Suppose your prior is P(!hardworking) = A, P(working) = B, P(looking for work) = C, P(hard work in non-labor force activities) = D. Of course, A + B + C + D must add up to 1.

I've just shown B and C to be false. So P(!hardworking|evidence I've presented) = A / (A + D) > A. Feel free to tweak this and try a more complicated model, I don't think you'll get a different result.

What evidence - if any - would cause you to acknowledge that the poor actually aren't hardworking?

(because, e.g., they have children to take care of, childcare isn't free, and the jobs they could reasonably secure wouldn't provide a net gain before considering child care that's enough to pay for childcare.)

Strangely, poor Indians have solved this problem. One poor person looks after multiple children while the others work. But poor Indians, unlike poor Americans, are actually hard working.


> Strangely, poor Indians have solved this problem. One poor person looks after multiple children while the others work

If done outside of the formal economy, that would produce, ceteris paribus, lower labor-force participation among the poor, which is, surprise-surprise, exactly the result you said indicated that American poor are not hard working.

So, thank you for illustrating one of the reasons your "evidence" doesn't justify the conclusion you've drawn from it.


It illustrates nothing of the sort. Some simple numbers.

Suppose that the 65% of poor adults who aren't in the labor force decided to enter into such an arrangement. Then 3 of them would work (or look for work) while the 4'th watched their children. The labor force participation rate of the poor would increase from 35% to 83.75%.

Can you name any piece of evidence or measurement which would cause you to believe the poor are not hardworking? Or is your doubt more religious in nature?


Your simple numbers are, frankly, meaningless and stupid. They assume that childcare is the only reason poor people are ever out of the labor force, for starters.

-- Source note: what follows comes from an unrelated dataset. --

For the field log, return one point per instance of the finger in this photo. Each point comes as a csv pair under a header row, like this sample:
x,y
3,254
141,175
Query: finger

If you assume thatpoor people are more likely to have to resort to mutual aid outside the formal economy for that while non-poor people are more likely to be able to be either consumers or suppliers (or both) of childcare in the formal economy and that is the only factor affecting differences in labor force participation between the groups (which is, no doubt, an oversimplification), then you'd expect -- no matter what the mutual aid ratio is -- a lower labor force participation rate for the poor.

If you more generally assume that this is hardly unique, and that regulatory costs force those with less means out of the formal economy in other ways, you'd expect the labor force participation rate of the poor to be even further depressed.

> Can you name any piece of evidence or measurement which would cause you to believe the poor are not hardworking?

I'm not convinced that the character trait of "hard-workingness" has a good objectively-measurable proxy, but then since I'm not the one making a positive claim about it, its not my obligation to present and justify a valid measure of the trait.

> Or is your doubt more religious in nature?

False dichotomy much? Thinking you are making a positive fact claim about something for which no good objective evidence exists and which, while it might in principle be measurable, it is unlikely that objective evidence could exist in practice, isn't a "religious" objection -- if anything, its skepticism that you are making what is essentially a claim of a religious nature (that is, one that is held as true statement of material fact about the world without being either objectively justified nor even necessarily practically objectively justifiable.)


African-America men are incarcerated at a much higher rate than white men. Does that mean black men are more likely than white men to commit crimes?

The answer is no, because there are confounding issues I left out. This should sound familiar, you just did it yourself.


Yes, they probably do. Crime victimization surveys (e.g. the NCVS) strongly suggest that blacks do, in fact, commit a lot more violent crimes than other groups.

Here's a great blog post that reviews the academic literature: http://slatestarcodex.com/2014/11/25/race-and-justice-much-m...

Since you seem to believe there is some confounding factor that causes the census to incorrectly count the number of poor people who work, feel free to expand on it.